Thanks for the list.
On (7), I’m not clear how this is useful unless we assume that debaters aren’t deceptively aligned. (if debaters are deceptively aligned, they lose the incentive to expose internal weaknesses in their opponent, so the capability to do so doesn’t achieve much)
In principle, debate on weights could add something over interpretability tools alone, since optimal in-the-spirit-of-things debate play would involve building any useful interpretability tools which didn’t already exist. (optimal not-in-the-spirit-of-things play likely involves persuasion/manipulation)
However, assuming debaters are not deceptively aligned seems to assume away the hard part of the problem.
Do you expect that there’s a way to make use of this approach before deceptive alignment shows up, or is there something I’m missing?
There’s one attitude towards alignment techniques which is something like “do they prevent all catastrophic misalignment?” And there’s another which is more like “do they push out the frontier of how advanced our agents need to be before we get catastrophic misalignment?” I don’t think the former approach is very productive, because by that standard no work is ever useful. So I tend to focus on the latter, with the theory of victory being “push the frontier far enough that we get a virtuous cycle of automating alignment work”.
Ok, thanks—I can at least see where you’re coming from then.
Do you think debate satisfies the latter directly—or is the frontier only pushed out if it helps in the automation process? Presumably the latter (??) - or do you expect e.g. catastrophic out-with-a-whimper dynamics before deceptive alignment?
I suppose I’m usually thinking of a “do we learn anything about what a scalable alignment approach would look like?” framing. Debate doesn’t seem to get us much there (whether for scalable ELK, or scalable anything else), unless we can do the automating alignment work thing—and I’m quite sceptical of that (weakly, and with hand-waving).
I can buy a safe-AI-automates-quite-a-bit-of-busy-work argument; once we’re talking about AI that’s itself coming up with significant alignment breakthroughs, I have my doubts. What we want seems to be unhelpfully complex, such that I expect we need to target our helper AIs precisely (automating capabilities research seems much simpler).

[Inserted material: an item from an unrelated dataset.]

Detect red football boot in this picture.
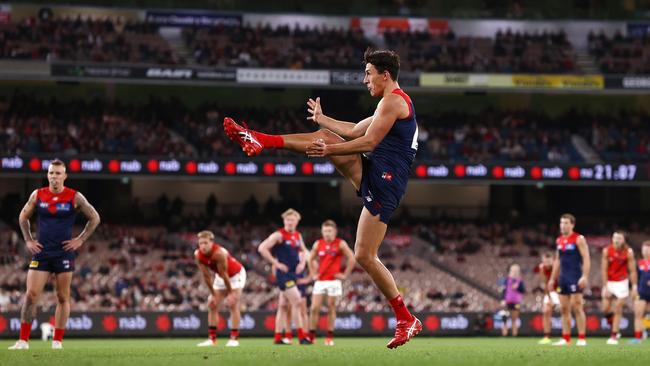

Since we currently can’t target our AIs precisely, I imagine we’d use (amplified-)human-approval. My worry is that errors/noise compounds for indirect feedback (e.g. deep debate tree on a non-crisp question), and that direct feedback is only as good as our (non-amplified) ability to do alignment research.
AI that doesn’t have these problems seems to be the already dangerous variety (e.g. AI that can infer our goal and optimize for it).
I’d be more optimistic if I thought we were at/close-to a stage where we know the crisp high-level problems we need to solve, and could ask AI assistants for solutions to those crisp problems.
That said, I certainly think it’s worth thinking about how we might get to a “virtuous cycle of automating alignment work”. It just seems to me that it’s bottlenecked on the same thing as our direct attempts to tackle the problem: our depth of understanding.